The objective, continuous and consistent nature of the datasets as well as the high but compact data density generated by the scanning technology is paramount in machine learning and deep learning applications as well as approaches to geology. Machine learning and deep learning have been demonstrated to be effectively used, based on the data from the scanning, for prediction of host rock lithologies.

A cloud-based software for visualisation and generation of datasets through digital tools facilitates remote access to a digital version of the drill sample. Remote access to data has become critical to keep project and operations moving forward when travel has become impossible and/or risky due to the pandemic.

The bulk density can be derived based on measured volume from LiDAR scan of the Minalyzer CS, combined with the weight of the core tray. The method is suitable for friable sediment core where a true representation of the friable or heavily fractured sample through manual measurements and estimates can be error prone. The new method has been tested and applied in live applications by iron ore companies in Western Australia where extensive comparisons between the new method and the traditional have been made. The method has also been tested on known volumes and densities for verification and demonstrate both a high level of repeatability and accuracy. Other benefits with the method are that it can be automated to a high degree and provides a non-subjective measurement. Due to its implementation the bulk density value derived would represent a conservative measurement of the bulk density.

Minalyzer CS case study

A real-world case study demonstrates the results that this approach is enabling companies to achieve. The Rönnbäcken nickel project is located in northern Sweden, and was until recently explored by Nickel Mountain Group. Drill cores from Rönnbäcken were analysed with Minalyzer CS.

“Minalyze’s technology represents a significant advance in quick geochemistry to support the exploration geologist in her or his endeavours to find deposits viable for mining,” says Johan Sjöberg, Chief Geologist at Nickel Mountain Group. “The technology enables you to effortlessly have geochemical data at your fingertips when logging drill core, without the hassle of re-logging the core after sampling and assay at a conventional lab.”

The Rönnbäcken project is an ophiolite-hosted metamorphogenic nickel sulphide deposit, which consists of serpentinised ultramafic lenses that host a measured and indicated resource of 668.3 Mt with an average grade of 0.176 % nickel, of which 0.099 % is nickel sulphide. Nickel sulphide minerals include pentlandite, heazlewoodite and millerite.

The contact zones of the deposit are commonly enriched in arsenic, hosting minerals such as gersdorffite, orcelite and nickeline. Arsenic is a troublesome element that is commonly found alongside commodities such as copper, cobalt, nickel and gold. Due to environmental restrictions, smelters give penalties for ore concentrates that contain significant amounts of arsenic and reject concentrates with more than 0.5 % arsenic. Arsenic minerals can induce crippling penalties at the smelter, if they are not well characterised and kept out of the nickel sulphide concentrate.

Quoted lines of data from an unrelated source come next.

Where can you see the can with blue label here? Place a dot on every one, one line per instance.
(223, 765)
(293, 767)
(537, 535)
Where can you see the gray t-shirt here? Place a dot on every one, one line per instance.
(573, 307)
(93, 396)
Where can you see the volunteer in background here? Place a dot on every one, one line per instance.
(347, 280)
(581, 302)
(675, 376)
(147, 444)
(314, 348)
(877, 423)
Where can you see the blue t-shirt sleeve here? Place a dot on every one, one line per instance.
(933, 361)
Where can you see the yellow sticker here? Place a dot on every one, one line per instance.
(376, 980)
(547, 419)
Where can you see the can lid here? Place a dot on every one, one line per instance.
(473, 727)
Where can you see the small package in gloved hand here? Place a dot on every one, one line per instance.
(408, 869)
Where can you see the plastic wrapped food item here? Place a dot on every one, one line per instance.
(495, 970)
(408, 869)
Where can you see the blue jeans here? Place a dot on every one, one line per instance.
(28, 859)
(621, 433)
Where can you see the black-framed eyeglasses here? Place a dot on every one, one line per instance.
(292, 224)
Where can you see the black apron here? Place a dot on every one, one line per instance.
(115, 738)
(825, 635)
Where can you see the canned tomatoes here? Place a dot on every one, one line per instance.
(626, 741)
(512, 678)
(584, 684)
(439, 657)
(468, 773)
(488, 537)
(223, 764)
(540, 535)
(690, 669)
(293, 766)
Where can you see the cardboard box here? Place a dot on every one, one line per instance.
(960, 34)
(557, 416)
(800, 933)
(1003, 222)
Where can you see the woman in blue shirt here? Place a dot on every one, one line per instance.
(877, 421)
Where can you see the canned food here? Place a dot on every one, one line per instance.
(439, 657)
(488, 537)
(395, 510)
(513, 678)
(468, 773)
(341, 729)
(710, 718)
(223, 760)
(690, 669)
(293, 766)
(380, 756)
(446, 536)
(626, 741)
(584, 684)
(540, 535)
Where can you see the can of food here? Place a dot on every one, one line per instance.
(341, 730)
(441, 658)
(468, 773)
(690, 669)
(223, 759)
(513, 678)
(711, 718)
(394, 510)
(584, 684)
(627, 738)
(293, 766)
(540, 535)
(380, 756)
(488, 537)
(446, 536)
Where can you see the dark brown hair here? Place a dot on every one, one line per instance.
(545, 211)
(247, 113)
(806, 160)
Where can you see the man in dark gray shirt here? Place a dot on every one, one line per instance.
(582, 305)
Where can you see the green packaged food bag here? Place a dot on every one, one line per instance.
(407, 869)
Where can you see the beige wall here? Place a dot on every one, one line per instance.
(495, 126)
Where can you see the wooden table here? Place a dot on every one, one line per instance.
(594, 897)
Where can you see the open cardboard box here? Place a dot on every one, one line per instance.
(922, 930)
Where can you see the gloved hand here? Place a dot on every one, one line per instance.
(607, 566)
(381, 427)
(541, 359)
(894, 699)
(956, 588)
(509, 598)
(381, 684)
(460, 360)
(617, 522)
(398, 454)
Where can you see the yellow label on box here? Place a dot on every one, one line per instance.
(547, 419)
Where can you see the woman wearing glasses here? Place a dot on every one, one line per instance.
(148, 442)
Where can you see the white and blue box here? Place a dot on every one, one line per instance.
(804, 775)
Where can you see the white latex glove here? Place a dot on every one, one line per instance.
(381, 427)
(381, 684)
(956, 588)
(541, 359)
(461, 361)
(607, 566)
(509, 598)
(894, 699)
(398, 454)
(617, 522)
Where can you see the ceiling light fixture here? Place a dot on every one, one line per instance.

To illustrate the accuracy of the scanning results, they were compared to conventional laboratory assays. The scanning results were reported on a higher resolution than the conventional assay intervals. “Another great advantage is the improved resolution. At Rönnbäcken we typically assayed in 2m intervals: with Minalyze we can get a resolution that is less than a hundredth of that,” says Sjöberg. “We can actually look at the composition of a vein or alteration band right off the bat.”

The results from drill core scanning with Minalyzer CS not only provide an accurate estimation of the total nickel content but can also indicate arsenic-rich zones in the mineralisation. Awareness of penalty elements at an early stage allows geologists to take them into consideration during the whole process of resource characterisation.